Federal investigators have launched a criminal investigation into Ernst & Young’s tax shelter practices, despite the $15 million settlement the firm reached on the matter last year with the Internal Revenue Service, the Wall Street Journal reported.
A grand jury has been impaneled and it is believed the investigation is in its earliest stages. Often charges do not result from grand jury investigations. A separate criminal probe is pending against fellow Big Four accounting firm KPMG LLP in regard to that firm’s tax shelter sales practices.
The shelters were promoted during the stock market heyday of the 1990s and it is believed they diverted tens of billions of dollars from Treasury coffers, the Journal reported.
"As we have done in other inquiries regarding tax shelters, we are cooperating fully with this investigation," Ernst spokesman Charles Perkins told the Journal, refusing to comment further. It is unclear how broad the investigation's scope is.
Earlier this year, Ernst was suspended by the SEC from accepting any new audit clients for six months. The unusually long suspension was the firm’s punishment for engaging in a lucrative business deal with audit client PeopleSoft, in violation of auditor independence rules, the Journal reported.
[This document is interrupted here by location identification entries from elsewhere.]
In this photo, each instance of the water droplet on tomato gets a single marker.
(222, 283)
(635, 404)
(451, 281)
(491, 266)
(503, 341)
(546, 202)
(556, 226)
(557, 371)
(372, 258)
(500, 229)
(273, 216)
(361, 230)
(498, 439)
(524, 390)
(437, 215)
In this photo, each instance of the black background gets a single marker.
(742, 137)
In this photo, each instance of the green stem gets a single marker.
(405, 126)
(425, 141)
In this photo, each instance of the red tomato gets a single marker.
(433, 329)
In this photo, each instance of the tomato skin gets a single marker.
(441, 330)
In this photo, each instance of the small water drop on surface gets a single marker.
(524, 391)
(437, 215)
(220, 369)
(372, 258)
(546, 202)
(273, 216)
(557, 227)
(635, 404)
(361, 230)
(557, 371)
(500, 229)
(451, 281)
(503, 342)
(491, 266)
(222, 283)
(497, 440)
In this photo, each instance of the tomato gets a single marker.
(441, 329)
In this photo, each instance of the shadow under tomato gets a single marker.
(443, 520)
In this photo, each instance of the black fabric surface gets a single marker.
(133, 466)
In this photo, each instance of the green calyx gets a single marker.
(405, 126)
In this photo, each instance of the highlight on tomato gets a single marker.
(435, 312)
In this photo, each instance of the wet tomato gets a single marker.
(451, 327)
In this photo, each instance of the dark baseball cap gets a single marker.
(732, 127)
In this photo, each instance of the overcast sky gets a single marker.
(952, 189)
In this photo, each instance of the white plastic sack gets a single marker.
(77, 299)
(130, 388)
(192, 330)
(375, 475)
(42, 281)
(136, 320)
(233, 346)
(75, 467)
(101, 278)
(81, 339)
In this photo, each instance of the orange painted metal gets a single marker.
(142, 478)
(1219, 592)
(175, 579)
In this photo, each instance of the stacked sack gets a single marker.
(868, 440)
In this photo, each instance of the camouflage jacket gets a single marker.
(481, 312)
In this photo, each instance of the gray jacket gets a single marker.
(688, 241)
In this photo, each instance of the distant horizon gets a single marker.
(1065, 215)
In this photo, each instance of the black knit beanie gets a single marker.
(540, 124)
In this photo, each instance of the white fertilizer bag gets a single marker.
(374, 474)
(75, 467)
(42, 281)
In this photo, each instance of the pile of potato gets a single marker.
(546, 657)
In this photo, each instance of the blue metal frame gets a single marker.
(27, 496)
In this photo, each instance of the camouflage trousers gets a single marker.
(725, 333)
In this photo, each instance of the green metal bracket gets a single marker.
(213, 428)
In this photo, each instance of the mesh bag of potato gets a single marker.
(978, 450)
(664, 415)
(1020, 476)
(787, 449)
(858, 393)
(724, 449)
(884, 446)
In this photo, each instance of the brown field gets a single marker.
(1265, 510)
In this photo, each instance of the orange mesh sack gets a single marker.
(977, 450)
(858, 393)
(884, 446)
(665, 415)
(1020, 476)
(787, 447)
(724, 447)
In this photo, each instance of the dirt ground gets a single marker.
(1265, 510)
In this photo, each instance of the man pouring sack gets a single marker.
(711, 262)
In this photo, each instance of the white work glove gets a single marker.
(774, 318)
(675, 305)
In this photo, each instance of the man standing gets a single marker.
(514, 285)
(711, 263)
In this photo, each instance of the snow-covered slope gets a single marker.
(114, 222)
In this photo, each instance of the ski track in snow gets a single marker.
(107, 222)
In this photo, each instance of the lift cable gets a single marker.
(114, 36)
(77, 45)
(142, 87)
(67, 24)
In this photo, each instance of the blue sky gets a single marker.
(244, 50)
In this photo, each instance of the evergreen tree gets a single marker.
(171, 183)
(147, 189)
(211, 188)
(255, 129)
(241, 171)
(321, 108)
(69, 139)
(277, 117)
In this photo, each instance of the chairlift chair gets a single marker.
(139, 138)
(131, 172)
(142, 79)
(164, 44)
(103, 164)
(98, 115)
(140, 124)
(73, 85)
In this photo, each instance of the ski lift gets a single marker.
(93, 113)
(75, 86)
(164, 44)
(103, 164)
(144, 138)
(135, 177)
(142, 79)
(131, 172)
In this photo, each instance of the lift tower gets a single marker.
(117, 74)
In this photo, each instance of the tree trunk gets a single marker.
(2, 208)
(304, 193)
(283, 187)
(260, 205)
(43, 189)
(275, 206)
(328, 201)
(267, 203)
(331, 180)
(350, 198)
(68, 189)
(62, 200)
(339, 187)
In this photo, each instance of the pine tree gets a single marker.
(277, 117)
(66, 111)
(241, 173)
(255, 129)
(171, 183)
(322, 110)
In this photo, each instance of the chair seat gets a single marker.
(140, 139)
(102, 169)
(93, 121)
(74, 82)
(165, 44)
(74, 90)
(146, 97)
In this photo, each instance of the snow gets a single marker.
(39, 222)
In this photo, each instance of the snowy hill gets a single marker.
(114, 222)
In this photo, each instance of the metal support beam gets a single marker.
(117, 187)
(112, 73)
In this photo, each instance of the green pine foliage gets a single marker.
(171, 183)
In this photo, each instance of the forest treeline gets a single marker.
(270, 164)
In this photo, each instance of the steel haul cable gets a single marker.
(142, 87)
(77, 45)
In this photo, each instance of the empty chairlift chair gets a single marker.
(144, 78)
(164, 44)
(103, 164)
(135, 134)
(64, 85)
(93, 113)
The industry were surprised by the Ernst & Young grand-jury investigation in light of the settlement last year reached between Ernst and the IRS, which had alleged Ernst had failed to comply with rules requiring that tax-shelter promoters register certain tax strategies with the government and maintain lists of investors who participate in them, the Journal reported. Ernst admitted to no wrongdoing as part of the settlement.
In testimony in October before a Senate committee investigating corporate tax shelters, IRS Commissioner Mark Everson singled out Ernst for praise, the Journal reported. "We are pleased that Ernst & Young has cooperated fully with the IRS in resolving these matters," he said at the hearing. "This represents a real breakthrough and is a good working model for agreements with practitioners."
Ed Ketz, an accounting professor at Pennsylvania State University, told the Journal he "cannot imagine" that the U.S. government would indict another accounting firm, due to concerns about the damage that could have on global financial markets, especially in the wake of the demise of Arthur Andersen. As for the latest development at Ernst, "It's another black eye for them," he said. "And the question for us is: How many more black eyes can they take before it has some serious impacts on their relationships with their clients?"